I came across this online and was wondering if someone might be able to explain this or at least give me a name of what it might be so that I can at least know what I'm googling for.

int main()
{
   int myarray[4] = {0, 100, 200, 300};
   2[myarray] = -999;  //why does this work? what is this called?

   for ( int i = 0; i < 4; i++) 
      cout << myarray[i] << endl;
}

The output is 0, 100, -999, 300

I've ran it. I know it works but why? What is this called?

Answer 1

The reason this is the case is because arr[n] == *(arr + n).

However, because addition is commutative, *(arr + n) == *(n + arr). Thus, *(n + arr) == n[arr] == *(arr + n) == arr[n].

It might be worth mentioning that *(arr + n) is still a little misleading. In assembly it actually means *(arr + (n * s)) where s is sizeof arr[0], but this is under the covers so you don't need to worry about it.

Answer 2

I don't think this particular [ab-]use of the rules for pointer arithmetic has any particular name.
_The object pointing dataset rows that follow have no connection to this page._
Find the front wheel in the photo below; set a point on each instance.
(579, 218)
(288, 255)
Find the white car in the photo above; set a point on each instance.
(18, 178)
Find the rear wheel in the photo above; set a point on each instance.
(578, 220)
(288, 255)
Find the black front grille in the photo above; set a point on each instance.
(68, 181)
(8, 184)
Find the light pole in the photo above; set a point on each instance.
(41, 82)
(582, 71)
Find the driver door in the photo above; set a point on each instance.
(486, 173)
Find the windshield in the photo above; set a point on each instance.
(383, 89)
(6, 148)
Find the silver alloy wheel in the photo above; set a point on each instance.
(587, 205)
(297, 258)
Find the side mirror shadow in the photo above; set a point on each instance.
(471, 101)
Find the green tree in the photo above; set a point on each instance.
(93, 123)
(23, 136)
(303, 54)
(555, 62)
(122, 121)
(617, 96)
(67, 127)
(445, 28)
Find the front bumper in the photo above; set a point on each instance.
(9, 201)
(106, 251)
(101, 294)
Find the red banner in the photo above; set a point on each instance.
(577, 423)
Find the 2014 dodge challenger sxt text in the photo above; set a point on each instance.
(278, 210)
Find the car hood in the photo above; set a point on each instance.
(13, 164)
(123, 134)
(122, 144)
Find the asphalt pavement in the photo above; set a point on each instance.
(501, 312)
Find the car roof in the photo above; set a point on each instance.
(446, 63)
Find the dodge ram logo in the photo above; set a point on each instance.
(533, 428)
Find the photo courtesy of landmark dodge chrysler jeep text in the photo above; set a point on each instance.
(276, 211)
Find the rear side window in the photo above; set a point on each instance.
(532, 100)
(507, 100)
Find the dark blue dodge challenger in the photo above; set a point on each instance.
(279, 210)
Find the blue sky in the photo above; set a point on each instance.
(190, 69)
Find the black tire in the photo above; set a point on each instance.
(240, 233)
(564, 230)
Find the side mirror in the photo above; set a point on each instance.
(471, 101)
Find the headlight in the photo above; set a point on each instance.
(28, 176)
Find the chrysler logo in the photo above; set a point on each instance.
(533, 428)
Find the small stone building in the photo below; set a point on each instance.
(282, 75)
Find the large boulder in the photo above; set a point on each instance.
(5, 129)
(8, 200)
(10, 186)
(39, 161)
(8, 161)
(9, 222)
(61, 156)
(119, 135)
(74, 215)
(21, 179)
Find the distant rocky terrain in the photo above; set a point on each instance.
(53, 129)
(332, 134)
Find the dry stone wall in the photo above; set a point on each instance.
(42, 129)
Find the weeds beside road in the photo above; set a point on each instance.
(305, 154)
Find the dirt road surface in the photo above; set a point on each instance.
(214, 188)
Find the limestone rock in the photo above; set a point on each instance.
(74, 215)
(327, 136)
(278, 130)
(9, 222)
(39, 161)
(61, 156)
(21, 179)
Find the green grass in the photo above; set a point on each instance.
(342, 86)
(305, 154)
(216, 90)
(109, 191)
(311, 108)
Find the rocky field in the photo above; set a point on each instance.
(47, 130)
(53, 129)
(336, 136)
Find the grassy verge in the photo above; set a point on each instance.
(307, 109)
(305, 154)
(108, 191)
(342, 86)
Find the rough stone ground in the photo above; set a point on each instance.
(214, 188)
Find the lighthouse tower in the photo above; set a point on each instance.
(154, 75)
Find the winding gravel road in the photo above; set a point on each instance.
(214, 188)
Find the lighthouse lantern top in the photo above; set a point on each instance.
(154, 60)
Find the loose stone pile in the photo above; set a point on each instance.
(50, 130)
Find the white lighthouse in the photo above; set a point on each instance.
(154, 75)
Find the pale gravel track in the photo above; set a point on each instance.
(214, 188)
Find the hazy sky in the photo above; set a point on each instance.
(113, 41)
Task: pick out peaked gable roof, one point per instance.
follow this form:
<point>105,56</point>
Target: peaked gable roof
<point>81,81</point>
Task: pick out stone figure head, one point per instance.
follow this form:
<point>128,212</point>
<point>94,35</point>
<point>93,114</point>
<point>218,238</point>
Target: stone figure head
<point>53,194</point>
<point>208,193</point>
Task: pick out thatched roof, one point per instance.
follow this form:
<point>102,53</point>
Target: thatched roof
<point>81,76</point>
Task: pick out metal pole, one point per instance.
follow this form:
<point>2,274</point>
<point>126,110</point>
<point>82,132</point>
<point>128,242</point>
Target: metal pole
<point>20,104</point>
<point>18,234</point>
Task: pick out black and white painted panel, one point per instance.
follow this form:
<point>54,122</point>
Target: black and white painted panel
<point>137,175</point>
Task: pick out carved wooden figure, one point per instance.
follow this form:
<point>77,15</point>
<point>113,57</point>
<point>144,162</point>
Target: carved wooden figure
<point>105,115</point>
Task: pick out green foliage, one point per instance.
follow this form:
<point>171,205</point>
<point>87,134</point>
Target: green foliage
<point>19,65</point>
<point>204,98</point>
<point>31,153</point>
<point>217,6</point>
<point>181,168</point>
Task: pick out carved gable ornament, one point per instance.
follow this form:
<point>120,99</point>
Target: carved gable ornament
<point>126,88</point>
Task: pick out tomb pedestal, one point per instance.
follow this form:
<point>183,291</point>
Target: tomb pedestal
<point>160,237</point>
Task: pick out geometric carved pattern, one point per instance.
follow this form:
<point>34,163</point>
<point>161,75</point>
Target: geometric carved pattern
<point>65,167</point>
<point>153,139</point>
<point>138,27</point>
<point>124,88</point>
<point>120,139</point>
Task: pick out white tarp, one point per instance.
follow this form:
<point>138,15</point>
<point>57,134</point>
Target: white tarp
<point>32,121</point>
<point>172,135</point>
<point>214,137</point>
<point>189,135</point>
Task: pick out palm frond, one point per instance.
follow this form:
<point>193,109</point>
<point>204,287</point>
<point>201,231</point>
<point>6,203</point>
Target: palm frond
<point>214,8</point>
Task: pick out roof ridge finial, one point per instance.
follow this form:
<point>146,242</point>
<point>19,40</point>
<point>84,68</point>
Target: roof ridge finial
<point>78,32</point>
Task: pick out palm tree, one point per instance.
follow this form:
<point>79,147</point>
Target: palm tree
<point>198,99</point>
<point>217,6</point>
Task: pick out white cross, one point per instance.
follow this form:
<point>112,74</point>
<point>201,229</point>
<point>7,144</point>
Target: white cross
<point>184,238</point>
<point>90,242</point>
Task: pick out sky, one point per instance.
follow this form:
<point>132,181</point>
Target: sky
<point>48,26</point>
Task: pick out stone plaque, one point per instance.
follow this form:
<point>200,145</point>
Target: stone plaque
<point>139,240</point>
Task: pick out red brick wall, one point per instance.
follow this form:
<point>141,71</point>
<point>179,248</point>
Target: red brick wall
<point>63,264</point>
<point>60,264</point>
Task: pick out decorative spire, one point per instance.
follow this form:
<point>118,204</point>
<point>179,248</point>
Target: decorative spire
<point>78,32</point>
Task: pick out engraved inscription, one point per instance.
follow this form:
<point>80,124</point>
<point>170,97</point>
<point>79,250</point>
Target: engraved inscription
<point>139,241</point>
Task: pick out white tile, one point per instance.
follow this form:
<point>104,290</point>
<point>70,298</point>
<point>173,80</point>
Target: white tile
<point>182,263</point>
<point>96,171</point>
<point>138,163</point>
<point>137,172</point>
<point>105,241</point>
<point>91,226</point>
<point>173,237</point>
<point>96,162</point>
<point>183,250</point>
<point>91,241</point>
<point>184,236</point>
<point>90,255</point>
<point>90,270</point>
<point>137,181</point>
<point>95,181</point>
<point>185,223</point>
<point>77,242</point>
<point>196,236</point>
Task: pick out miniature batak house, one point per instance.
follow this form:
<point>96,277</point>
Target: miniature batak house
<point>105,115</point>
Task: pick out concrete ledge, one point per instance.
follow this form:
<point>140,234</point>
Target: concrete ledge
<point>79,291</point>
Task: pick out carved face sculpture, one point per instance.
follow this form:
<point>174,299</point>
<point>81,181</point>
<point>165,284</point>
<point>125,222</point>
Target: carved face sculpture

It is simply falling out of the way pointer arithmetic is defined in C and C++. Neither of the two language standards makes any special attempt to prevent the reversal of the subscript and the pointer. For example, the relevant C++ rule is in 5.2.1 [expr.sub] paragraph 1:

A postfix expression followed by an expression in square brackets is a postfix expression. One of the expressions shall have the type “array of T” or “pointer to T” and the other shall have unscoped enumeration or integral type. The result is of type “T.” The type “T” shall be a completely-defined object type. The expression E1[E2] is identical (by definition) to *((E1)+(E2)) [ Note: see 5.3 and 5.7 for details of * and + and 8.3.4 for details of arrays. —end note ], except that in the case of an array operand, the result is an lvalue if that operand is an lvalue and an xvalue otherwise.

It may work to look for "C++ 5.2.1" or "C++ [expr.sub]" but the use of the reversal isn't that large beyond confusing people who haven't look long enough at C or C++.